Our group made its way through the growing crowds toward the National Mall, where the march was to begin. Approaching the throngs, I was first struck by the placidity of the crowd and the individuals who comprised it. This was not the gaggle of ranting and raving radicals that some might deceitfully depict. But most striking and unexpected of all was the number of young people in the march.
The pro-life movement, it turns out, is a youth movement. From young children to young adults, the march and the movement it represented was invigorated by the disproportionate presence of youth. Colleges and universities from across the region and nation were represented. In only the small slice of the march that I could see, the flags of Princeton, Yale, Notre Dame, the University of Delaware and innumerable smaller institutions flew proudly. High schools and church groups sent prayerful delegations of teenagers drawn to America’s capital by neither obligation nor promise of personal gain, but by some stronger and more important force.
This raises the question: Why are so many young people attracted to the pro-life cause? The movement is deeply moral, political and intellectual. It is a long-term struggle, with success not guaranteed within a lifetime. The march itself took place on a cold weekday hundreds, if not thousands, of miles away from the homes of these youth. The right for which they are fighting — the right to life for the unborn — is not their own, nor is it applicable to anyone they know. Every characteristic of the pro-life movement suggests its unattractiveness to youth. And yet they come.
As we approached the Court, the mood became increasingly solemn, and as conversations grew quieter and prayers grow louder, the solution to this paradox became clear. The animating force that unites the pro-life movement is both profound and basic; it is foundational to the human experience. It is simple enough to be perceived by the youngest among us, but its philosophical underpinnings go to the heart of modern intellectualism. It is a force so thoroughly human that it pervades all human endeavors.
I speak of love. Not romantic love or platonic love or maternal love, but that all-encompassing love for all things human that makes us human. I speak of that love that comes so easily to young children, who empathize without effort, and that too often fades as time passes. It is this love, this recognition of the equal and inherent dignity of all members of the human family without regard to race or gender or stage of development, that brings together such a disparate group of people and that attracts young people to a movement that seems to have nothing to offer them.

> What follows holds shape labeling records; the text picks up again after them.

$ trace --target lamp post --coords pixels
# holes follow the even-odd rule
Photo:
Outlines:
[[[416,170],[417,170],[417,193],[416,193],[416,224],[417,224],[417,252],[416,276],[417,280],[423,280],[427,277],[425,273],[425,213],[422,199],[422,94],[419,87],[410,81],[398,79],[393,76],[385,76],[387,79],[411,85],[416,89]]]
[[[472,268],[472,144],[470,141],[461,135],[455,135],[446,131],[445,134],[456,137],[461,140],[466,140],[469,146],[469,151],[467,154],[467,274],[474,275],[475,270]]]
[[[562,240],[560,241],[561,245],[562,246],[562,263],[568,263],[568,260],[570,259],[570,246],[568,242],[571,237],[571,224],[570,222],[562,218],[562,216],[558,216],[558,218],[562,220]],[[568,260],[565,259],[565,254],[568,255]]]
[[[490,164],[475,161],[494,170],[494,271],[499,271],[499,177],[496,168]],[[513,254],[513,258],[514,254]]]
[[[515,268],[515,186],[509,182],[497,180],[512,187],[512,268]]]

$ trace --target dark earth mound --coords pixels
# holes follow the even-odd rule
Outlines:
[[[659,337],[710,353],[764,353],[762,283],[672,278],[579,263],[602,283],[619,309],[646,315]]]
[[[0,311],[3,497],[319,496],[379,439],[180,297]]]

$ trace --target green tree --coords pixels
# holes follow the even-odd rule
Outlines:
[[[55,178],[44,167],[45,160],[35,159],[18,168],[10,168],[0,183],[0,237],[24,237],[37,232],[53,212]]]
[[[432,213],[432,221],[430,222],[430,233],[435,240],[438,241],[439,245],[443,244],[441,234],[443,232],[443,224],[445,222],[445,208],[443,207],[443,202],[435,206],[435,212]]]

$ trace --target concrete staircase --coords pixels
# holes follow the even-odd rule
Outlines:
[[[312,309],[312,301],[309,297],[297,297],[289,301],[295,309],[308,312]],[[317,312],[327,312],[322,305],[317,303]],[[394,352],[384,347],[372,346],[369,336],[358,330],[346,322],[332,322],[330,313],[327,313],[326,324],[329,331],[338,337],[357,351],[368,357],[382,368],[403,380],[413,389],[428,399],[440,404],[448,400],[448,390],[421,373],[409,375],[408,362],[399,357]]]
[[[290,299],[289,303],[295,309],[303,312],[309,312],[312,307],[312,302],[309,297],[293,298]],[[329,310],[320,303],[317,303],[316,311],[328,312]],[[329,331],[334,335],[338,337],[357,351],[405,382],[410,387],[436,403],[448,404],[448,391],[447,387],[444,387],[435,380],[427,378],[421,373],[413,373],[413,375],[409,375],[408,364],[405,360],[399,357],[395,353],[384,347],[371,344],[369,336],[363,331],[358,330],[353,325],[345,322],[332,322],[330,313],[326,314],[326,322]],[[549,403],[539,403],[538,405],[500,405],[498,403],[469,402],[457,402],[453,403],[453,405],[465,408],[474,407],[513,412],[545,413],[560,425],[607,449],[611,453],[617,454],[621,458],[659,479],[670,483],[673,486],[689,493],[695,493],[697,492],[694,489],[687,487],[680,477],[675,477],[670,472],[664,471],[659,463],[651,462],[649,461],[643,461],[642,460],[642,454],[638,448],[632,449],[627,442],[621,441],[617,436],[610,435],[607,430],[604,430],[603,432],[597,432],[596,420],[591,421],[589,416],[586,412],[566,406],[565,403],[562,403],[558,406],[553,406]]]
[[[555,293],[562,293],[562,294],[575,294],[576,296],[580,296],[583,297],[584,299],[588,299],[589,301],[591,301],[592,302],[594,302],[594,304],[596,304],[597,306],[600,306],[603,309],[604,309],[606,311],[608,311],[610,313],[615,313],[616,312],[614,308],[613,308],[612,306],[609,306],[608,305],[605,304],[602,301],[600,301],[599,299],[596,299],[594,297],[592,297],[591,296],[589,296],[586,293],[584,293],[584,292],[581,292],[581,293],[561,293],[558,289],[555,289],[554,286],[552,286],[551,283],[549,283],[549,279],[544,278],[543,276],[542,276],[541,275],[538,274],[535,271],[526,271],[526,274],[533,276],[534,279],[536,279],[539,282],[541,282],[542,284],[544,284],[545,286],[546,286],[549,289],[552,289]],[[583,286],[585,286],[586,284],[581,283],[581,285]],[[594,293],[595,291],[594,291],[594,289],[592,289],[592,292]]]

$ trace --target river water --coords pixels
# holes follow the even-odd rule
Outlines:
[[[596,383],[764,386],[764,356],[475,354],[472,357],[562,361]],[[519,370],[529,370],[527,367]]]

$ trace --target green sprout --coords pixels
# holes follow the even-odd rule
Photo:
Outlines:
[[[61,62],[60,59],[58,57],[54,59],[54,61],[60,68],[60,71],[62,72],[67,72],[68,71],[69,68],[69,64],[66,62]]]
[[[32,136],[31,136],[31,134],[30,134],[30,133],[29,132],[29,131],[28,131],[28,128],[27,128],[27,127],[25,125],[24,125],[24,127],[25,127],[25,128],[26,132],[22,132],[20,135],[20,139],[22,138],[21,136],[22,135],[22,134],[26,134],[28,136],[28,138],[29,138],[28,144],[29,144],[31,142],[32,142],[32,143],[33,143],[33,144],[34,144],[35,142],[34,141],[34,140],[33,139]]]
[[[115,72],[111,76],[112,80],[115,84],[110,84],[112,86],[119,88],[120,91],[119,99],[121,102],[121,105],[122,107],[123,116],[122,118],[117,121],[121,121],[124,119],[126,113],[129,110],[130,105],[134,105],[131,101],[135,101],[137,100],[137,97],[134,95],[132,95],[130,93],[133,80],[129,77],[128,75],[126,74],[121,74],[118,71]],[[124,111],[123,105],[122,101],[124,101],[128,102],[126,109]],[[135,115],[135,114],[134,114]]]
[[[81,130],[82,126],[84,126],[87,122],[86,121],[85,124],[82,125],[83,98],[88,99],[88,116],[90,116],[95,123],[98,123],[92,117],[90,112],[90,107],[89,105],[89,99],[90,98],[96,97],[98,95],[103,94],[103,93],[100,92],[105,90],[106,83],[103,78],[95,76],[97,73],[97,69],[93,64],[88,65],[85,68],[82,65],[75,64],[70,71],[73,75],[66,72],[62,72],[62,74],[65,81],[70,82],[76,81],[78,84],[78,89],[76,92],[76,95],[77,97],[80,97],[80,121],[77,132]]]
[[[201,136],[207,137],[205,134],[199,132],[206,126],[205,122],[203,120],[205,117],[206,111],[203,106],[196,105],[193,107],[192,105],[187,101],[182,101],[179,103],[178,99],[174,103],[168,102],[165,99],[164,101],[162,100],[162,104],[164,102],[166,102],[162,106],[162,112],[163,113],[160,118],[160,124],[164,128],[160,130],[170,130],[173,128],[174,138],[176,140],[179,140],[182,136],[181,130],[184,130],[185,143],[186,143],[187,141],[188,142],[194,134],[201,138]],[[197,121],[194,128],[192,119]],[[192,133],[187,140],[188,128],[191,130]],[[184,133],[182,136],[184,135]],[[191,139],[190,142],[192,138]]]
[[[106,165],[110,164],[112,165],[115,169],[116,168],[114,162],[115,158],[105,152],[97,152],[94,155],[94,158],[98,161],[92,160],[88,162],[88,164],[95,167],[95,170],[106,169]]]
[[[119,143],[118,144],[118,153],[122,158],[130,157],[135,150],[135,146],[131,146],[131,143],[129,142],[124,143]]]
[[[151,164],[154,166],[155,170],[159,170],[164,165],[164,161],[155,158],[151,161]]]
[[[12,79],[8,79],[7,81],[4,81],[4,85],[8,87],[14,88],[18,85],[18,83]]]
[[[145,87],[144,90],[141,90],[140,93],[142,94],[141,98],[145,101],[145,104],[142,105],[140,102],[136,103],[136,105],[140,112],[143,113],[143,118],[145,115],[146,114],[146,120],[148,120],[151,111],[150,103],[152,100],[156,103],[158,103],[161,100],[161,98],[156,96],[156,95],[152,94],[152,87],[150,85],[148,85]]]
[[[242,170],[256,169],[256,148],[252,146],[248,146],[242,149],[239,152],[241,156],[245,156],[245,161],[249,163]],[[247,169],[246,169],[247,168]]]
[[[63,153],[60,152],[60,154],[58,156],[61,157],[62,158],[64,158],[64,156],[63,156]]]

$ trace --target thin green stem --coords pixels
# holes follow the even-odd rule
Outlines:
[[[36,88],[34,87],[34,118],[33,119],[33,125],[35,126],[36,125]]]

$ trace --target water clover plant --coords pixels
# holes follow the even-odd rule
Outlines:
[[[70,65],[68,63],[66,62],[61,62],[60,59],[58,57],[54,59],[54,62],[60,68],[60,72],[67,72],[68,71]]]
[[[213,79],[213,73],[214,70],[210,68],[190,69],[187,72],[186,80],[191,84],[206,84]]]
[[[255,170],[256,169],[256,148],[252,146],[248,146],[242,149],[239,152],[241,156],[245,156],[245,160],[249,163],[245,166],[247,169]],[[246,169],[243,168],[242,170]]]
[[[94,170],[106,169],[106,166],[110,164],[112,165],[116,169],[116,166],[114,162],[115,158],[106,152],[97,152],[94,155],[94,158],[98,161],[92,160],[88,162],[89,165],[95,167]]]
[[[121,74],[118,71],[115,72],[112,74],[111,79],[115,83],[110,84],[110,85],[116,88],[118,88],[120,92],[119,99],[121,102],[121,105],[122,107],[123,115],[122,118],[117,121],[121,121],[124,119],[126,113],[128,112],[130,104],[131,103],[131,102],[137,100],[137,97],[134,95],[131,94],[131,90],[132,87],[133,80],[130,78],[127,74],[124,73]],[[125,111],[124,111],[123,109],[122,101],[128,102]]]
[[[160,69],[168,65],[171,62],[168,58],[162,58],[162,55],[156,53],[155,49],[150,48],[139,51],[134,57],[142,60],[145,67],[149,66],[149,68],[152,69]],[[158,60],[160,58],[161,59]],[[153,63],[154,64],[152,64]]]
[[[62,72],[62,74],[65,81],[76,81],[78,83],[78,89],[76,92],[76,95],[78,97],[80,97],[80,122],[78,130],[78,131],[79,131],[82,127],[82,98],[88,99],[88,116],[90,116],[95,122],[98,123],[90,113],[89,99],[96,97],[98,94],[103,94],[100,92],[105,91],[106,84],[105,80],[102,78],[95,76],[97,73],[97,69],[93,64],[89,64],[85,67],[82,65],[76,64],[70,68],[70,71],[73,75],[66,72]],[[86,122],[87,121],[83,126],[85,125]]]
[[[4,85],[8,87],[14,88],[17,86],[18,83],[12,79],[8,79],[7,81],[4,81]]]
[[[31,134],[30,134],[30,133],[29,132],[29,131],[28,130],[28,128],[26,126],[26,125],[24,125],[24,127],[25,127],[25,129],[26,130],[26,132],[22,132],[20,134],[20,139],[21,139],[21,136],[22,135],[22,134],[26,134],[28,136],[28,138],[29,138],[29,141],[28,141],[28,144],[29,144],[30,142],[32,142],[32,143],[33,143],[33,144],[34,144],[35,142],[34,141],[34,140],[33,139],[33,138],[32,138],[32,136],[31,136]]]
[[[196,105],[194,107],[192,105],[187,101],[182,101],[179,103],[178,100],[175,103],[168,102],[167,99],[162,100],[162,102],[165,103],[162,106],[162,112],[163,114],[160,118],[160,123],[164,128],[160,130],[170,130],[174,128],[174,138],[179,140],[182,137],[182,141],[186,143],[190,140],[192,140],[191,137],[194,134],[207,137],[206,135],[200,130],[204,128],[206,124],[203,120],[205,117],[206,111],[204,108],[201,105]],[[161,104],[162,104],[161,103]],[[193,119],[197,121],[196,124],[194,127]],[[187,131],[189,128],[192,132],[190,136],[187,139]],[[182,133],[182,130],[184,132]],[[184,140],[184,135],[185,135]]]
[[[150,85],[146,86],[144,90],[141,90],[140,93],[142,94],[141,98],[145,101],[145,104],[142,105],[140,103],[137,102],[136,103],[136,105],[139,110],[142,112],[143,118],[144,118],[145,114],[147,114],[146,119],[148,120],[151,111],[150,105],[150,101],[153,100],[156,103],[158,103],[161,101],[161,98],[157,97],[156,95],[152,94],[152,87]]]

Two centuries ago, when innocent youngsters first viewed the horror of slavery, imagine their confusion as their moral intuition identified a fellow human in distress, but the elites told them, “Do not feel for him, for he is not a man.” And so it is today: Imagine the confusion when a child first views the four-dimensional ultrasound image of his sibling, and yet while his moral intuition identifies a brother or sister, the elites tell him, “Do not feel for it, for it is not human.”
Through the tumultuous transition of adolescence, this moral intuition can be discarded as childish rather than simply human. But through faith or study or some combination of the two, students and scholars can come to a fuller understanding and appreciation of this intuition, this empathy, this love for the equal dignity of all members of the human family. In so doing, they and we can reach the realization that the intuition of our childhood is more: It is truth. And so they come, and they will always come.
As we approached the court on that chilly January afternoon, I again saw the inscription: “Equal Justice Under Law.” This time, those majestic words seemed to me the most crass joke ever uttered, emblazoned on this symbol of my nation.